# Wilkins Pouch mod



## JTizzle (Apr 14, 2013)

Not sure this is the right thread for it, seeing as it isn't a slingshot but an ammo pouch.

I have a Wilkins pellet pouch that I have been using to hold ammo, however all of that rattling is quite loud! So I bought myself some felt and adhesive spray. After some careful measureing and cutting, I sprayed all of the felt pieces and stuck them inside the pouch. Because the leather is so hard it stuck quite well. Once it was all finished I can't believe how much it reduced the noise! I was impressed and thought someone else might be interested in doing the same.
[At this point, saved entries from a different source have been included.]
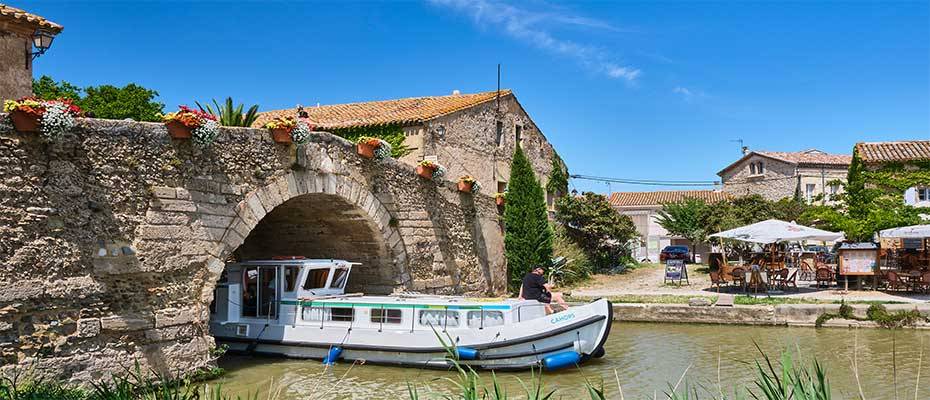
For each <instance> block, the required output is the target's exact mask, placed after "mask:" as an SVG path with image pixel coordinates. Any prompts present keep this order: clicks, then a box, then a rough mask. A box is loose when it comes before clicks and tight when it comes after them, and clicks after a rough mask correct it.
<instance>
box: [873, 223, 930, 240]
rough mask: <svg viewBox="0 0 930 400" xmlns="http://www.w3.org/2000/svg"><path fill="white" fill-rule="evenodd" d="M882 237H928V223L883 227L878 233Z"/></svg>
mask: <svg viewBox="0 0 930 400" xmlns="http://www.w3.org/2000/svg"><path fill="white" fill-rule="evenodd" d="M878 237H882V238H924V237H930V225H911V226H902V227H899V228H891V229H885V230H883V231H881V232H879V233H878Z"/></svg>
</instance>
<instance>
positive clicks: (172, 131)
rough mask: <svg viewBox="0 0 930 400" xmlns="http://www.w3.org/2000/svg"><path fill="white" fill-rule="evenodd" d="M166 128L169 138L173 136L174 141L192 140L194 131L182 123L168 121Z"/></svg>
mask: <svg viewBox="0 0 930 400" xmlns="http://www.w3.org/2000/svg"><path fill="white" fill-rule="evenodd" d="M165 127H166V128H168V136H171V138H172V139H190V138H191V130H192V129H191V128H189V127H188V126H187V125H184V124H182V123H181V122H180V121H168V122H166V123H165Z"/></svg>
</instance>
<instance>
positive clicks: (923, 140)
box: [853, 140, 930, 207]
mask: <svg viewBox="0 0 930 400" xmlns="http://www.w3.org/2000/svg"><path fill="white" fill-rule="evenodd" d="M853 153H854V154H855V155H856V157H859V159H860V160H861V161H862V163H863V164H864V166H865V168H866V170H869V171H881V170H884V171H887V172H890V173H893V174H897V173H898V172H901V173H902V174H900V175H901V176H903V175H904V174H906V173H907V172H911V171H921V170H930V140H907V141H897V142H870V143H856V146H855V148H854V152H853ZM903 196H904V202H905V203H906V204H909V205H912V206H915V207H930V182H927V183H926V184H920V185H917V186H912V187H909V188H907V189H906V190H905V191H904V193H903Z"/></svg>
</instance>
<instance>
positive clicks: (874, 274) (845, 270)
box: [840, 250, 878, 275]
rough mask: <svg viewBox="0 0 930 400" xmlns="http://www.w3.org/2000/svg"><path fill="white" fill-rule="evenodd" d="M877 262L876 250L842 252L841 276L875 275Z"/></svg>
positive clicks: (841, 260) (876, 251) (840, 271)
mask: <svg viewBox="0 0 930 400" xmlns="http://www.w3.org/2000/svg"><path fill="white" fill-rule="evenodd" d="M877 261H878V252H877V251H875V250H840V275H875V269H876V268H875V264H876V263H877Z"/></svg>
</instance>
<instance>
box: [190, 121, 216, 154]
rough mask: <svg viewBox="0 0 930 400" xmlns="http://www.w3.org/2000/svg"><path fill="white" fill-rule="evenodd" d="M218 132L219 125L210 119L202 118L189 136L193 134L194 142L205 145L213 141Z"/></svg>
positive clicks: (193, 139) (208, 144)
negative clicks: (200, 122) (197, 126)
mask: <svg viewBox="0 0 930 400" xmlns="http://www.w3.org/2000/svg"><path fill="white" fill-rule="evenodd" d="M219 133H220V125H219V124H218V123H217V122H216V121H214V120H212V119H206V118H204V120H203V122H201V124H200V126H198V127H196V128H194V130H193V131H192V132H191V136H193V140H194V144H196V145H198V146H201V147H205V146H209V145H210V144H211V143H213V141H214V140H216V136H217V135H219Z"/></svg>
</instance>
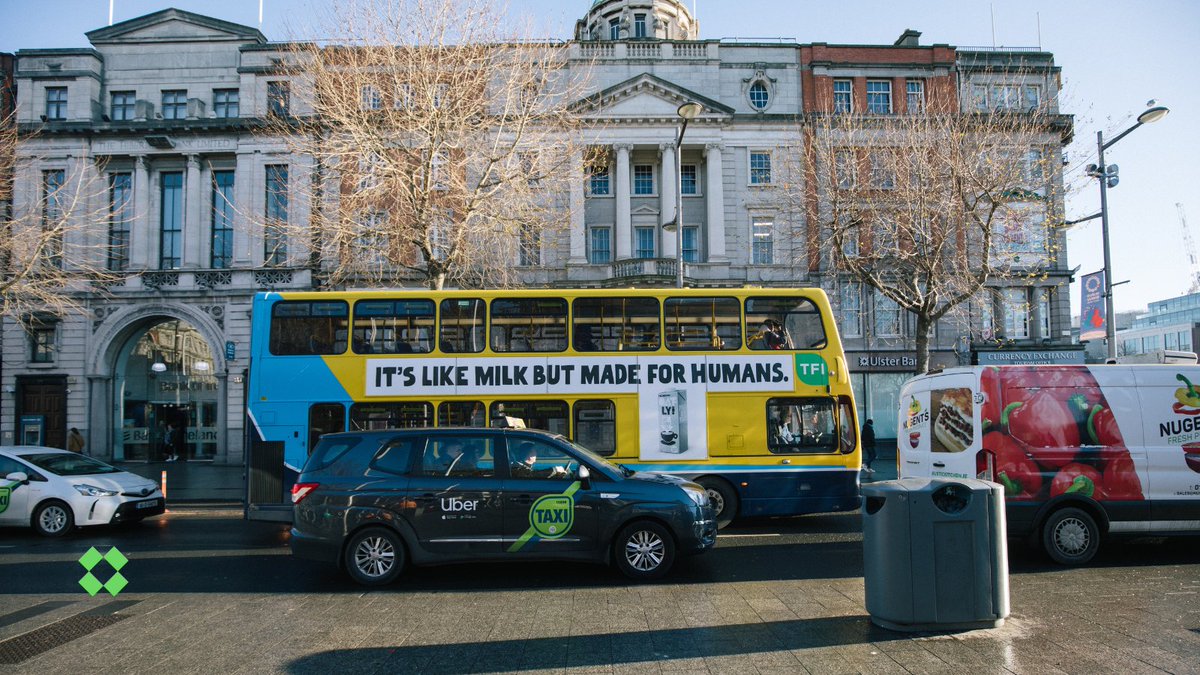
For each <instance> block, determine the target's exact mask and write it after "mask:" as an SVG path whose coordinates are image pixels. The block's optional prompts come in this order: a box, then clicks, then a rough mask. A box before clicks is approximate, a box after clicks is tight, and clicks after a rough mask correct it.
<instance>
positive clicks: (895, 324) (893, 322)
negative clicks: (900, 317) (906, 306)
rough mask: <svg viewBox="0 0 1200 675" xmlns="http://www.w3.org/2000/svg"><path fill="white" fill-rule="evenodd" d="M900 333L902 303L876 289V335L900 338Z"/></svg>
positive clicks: (884, 336)
mask: <svg viewBox="0 0 1200 675" xmlns="http://www.w3.org/2000/svg"><path fill="white" fill-rule="evenodd" d="M899 335H900V305H899V304H896V301H895V300H893V299H892V298H888V297H887V295H884V294H883V293H882V292H881V291H878V289H876V291H875V336H876V337H898V336H899Z"/></svg>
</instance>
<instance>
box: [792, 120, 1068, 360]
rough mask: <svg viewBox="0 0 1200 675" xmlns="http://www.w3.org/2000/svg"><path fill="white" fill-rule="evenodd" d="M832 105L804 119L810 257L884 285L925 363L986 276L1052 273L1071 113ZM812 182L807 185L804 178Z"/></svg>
mask: <svg viewBox="0 0 1200 675" xmlns="http://www.w3.org/2000/svg"><path fill="white" fill-rule="evenodd" d="M926 110H929V112H923V113H918V114H907V115H890V117H883V115H868V114H860V113H859V114H854V113H850V114H827V113H817V114H814V115H810V117H809V120H808V121H809V124H808V125H806V126H804V127H803V131H802V133H803V135H804V137H805V138H804V139H805V143H804V148H805V151H804V155H803V159H802V163H803V177H804V181H803V183H797V184H796V185H792V190H790V191H788V192H790V197H791V198H792V199H793V201H804V211H805V214H806V220H808V222H809V228H808V239H806V240H805V241H804V245H805V246H806V247H808V250H810V251H812V259H811V261H810V267H814V268H816V267H821V268H823V269H826V270H828V273H829V276H830V277H832V279H848V280H851V281H853V282H857V283H862V285H864V286H865V287H868V288H872V289H876V291H877V294H878V295H882V297H883V298H886V299H887V300H890V301H893V303H895V304H896V305H898V306H899V309H900V310H904V311H906V312H908V313H911V315H913V318H914V322H916V335H914V337H916V352H917V370H918V372H925V371H926V370H928V368H929V339H930V334H931V331H932V329H934V327H935V325H936V323H937V322H938V321H940V319H942V318H943V317H946V316H947V315H948V313H952V312H954V311H955V310H956V309H958V307H960V305H964V304H965V303H967V301H968V300H971V299H972V298H976V297H977V295H979V294H982V293H986V292H988V291H986V288H985V287H986V285H988V283H989V281H996V280H1013V281H1016V280H1024V281H1032V280H1034V279H1037V277H1040V276H1044V275H1045V273H1046V270H1048V269H1049V268H1051V267H1052V265H1054V263H1055V261H1056V259H1057V256H1058V253H1060V246H1061V241H1062V233H1061V225H1062V214H1061V208H1062V193H1061V191H1062V187H1061V186H1062V177H1061V175H1060V174H1058V173H1057V172H1058V169H1057V165H1058V162H1057V161H1056V160H1057V159H1058V157H1060V153H1058V149H1060V145H1061V143H1062V142H1063V139H1064V138H1067V137H1069V136H1070V121H1069V118H1067V117H1063V115H1057V114H1054V113H1051V112H1050V110H1049V109H1048V108H1045V107H1040V108H1036V109H1032V110H1022V112H991V113H960V112H958V109H956V106H955V104H954V102H953V101H950V100H947V101H937V100H936V98H935V100H931V101H930V102H929V106H928V108H926ZM805 184H806V185H805Z"/></svg>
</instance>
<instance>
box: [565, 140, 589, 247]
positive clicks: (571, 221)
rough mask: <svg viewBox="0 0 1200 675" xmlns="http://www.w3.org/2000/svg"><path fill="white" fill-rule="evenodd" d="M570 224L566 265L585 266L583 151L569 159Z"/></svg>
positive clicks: (586, 243) (584, 223) (585, 227)
mask: <svg viewBox="0 0 1200 675" xmlns="http://www.w3.org/2000/svg"><path fill="white" fill-rule="evenodd" d="M569 171H570V174H571V178H570V183H571V187H570V190H571V192H570V203H569V208H570V210H571V211H570V223H571V226H570V227H571V257H570V258H569V259H568V261H566V262H568V264H586V263H587V262H588V258H587V255H588V253H587V239H588V235H587V226H588V223H587V221H586V217H584V216H586V215H587V214H586V203H587V196H586V195H584V192H583V181H584V180H587V178H586V177H584V174H583V150H576V151H575V156H574V157H571V167H570V169H569Z"/></svg>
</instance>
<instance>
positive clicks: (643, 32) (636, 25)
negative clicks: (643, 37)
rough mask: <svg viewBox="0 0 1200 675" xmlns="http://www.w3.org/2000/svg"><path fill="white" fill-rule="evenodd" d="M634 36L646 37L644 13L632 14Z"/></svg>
mask: <svg viewBox="0 0 1200 675" xmlns="http://www.w3.org/2000/svg"><path fill="white" fill-rule="evenodd" d="M634 37H647V35H646V14H634Z"/></svg>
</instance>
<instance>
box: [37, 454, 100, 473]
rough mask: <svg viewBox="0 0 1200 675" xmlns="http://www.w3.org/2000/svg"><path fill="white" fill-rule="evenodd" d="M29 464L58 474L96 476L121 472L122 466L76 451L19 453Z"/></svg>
mask: <svg viewBox="0 0 1200 675" xmlns="http://www.w3.org/2000/svg"><path fill="white" fill-rule="evenodd" d="M18 456H19V458H20V459H23V460H25V461H28V462H29V464H31V465H34V466H36V467H38V468H44V470H46V471H49V472H50V473H54V474H56V476H95V474H97V473H120V471H121V470H120V468H116V467H114V466H108V465H107V464H104V462H102V461H97V460H94V459H91V458H89V456H84V455H77V454H74V453H46V454H38V455H18Z"/></svg>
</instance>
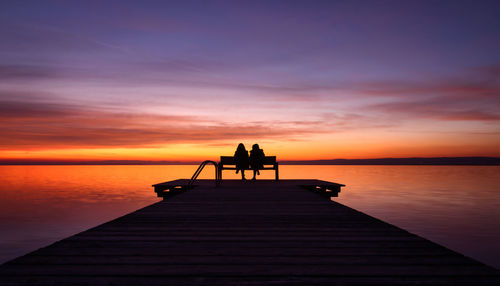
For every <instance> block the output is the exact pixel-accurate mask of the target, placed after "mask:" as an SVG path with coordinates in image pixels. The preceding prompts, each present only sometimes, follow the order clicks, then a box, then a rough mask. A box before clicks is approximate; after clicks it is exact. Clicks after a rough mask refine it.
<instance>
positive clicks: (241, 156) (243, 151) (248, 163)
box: [234, 143, 249, 181]
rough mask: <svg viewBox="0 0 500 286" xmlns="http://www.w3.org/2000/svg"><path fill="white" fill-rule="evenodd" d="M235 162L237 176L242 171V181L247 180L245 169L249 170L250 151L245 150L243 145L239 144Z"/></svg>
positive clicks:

In the picture the felt is black. Looks classy but doesn't "pop" well for photos.

Cheers,

JT


----------



## Pawpawsailor (Jun 8, 2012)

Love the modification... I may do the same on mine...


----------



## Thistle (Jan 4, 2013)

These are so cool! I didn't know about them. I couldn't tell by looking at your pic, so I looked up Wilkins Pellet Pouch. I am sooo jazzed again. :bouncy:

These come in an assortment of colors and sizes, and prices are very reasonable. You can used them for all sorts of great stuff. *I want one!*

Thanks JT for showing this! Terrific modification idea.


----------



## FWV2 (Mar 10, 2013)

I like too! where do you get them?

Fwv2


----------



## Thistle (Jan 4, 2013)

FWV2 said:


> I like too! where do you get them?
> 
> Fwv2


It looks like the UK. But you can contact them and ask who in the US stocks their pouches.

*Wilkins Pouches*
[email protected]
www.twitter.com/wilkinspouches
01423 527 700


----------



## JTizzle (Apr 14, 2013)

I actually just ordered it right off the site. It shipped super quick. Only 3-4 days to get to me.

Cheers,
Jt


----------



## Thistle (Jan 4, 2013)

Wow. That's good to know. Thanks, JT!


----------